Finding the level of significance of a sample

Question

I have an exercise with the following information; $ 20\% $ of the set are youth, my sample of $ 139 $ persons have $ 39 $ youths. The exercise is to test if this sample is a representative sample of the set and to find the level of significance of the result.

I have two hypothesis $ H_0 = 0.20 $ and $ H_1 \ne 0.20 $, sample statistics $ \hat{p} = 0.2955 $ and the test statistic $ z = 2.74 $ the p-value: $ 2 * P(z\geqslant 2.74) = 0.0062 $

How do I go from this to finding the level of significance?

Help is much appreciated.

Answer 1

^{This is sounding like a homework problem, so my answer will invoke the homework policy and provide hints.}

Statistical software often marks the significance of results with different symbols to represent "levels" of significance. Statistical significance is continuous, but can be grouped into bins to simplify the distinctions among results of varying significance. Here's a common line in r summary output:

Signif. codes:  0 '***' 0.001 '**' 0.01 '*' 0.05 '.' 0.1 ' ' 1

If you were looking for results at the significance level of .01, you'd be looking for p values marked with **. This would include anything not marked with ***, which would be any p values below .001, and anything not marked with *, ., or without any mark at all.
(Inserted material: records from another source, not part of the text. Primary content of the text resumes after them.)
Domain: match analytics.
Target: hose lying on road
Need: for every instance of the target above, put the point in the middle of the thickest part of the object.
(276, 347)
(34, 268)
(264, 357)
Personally, I think this binning procedure reflects the ambivalence the scientific community feels toward the question, "Is the exact value of a 'p-value' meaningless?" Another sign of that appears in the way p values are often reported: "< .05" or "< .01", for instance. Of course, software often outputs results with many more digits than we want to report for any statistic, and we often round our results to a reasonably brief degree of precision like two or three digits.

It sounds like you've done most of your work already, and you know what result your exercise is looking for. Do you see any results in your output that could be rounded to the value you're looking for? Put another way, levels generally represent upper bounds on the bins for p values. Thus if you had a p = .0011, r wouldn't mark that with ***, it would use **, because it's not quite low enough to reach the next level below .001.

Answer 2

Before looking at P values and significance levels, step back and try to articulate the question you are trying to answer. If you know your sample was randomly drawn from a population where 20% are youth, then there is nothing to do. Statistical calculations can help you when you aren't sure which population your data came from. But if you already know the population, then there really is nothing to test with statistics.

Answer 3

This may be a source of possible confusion: "the significance level" is the type I error rate, $\alpha$, which you choose before you start. (See here, here and here)

Sometimes that (the significance level) will get called "the level of significance", but confusingly, some people call the p-value "the level of significance" (in the sense of 'how significant is it', but in a Neyman-Pearson framework it's not really appropriate to do so)

Your question should make clear which kind of quantity you mean, but in either case, you should already know the quantity by the time you see the mention of a p-value (in the first because whoever carries out the test should specify their significance level before finding the p-value, and in the second case because it is the p-value we've just seen mention of).

[Sometimes in papers people only give the p-value; you are able to compare it with your own choice of significance level.]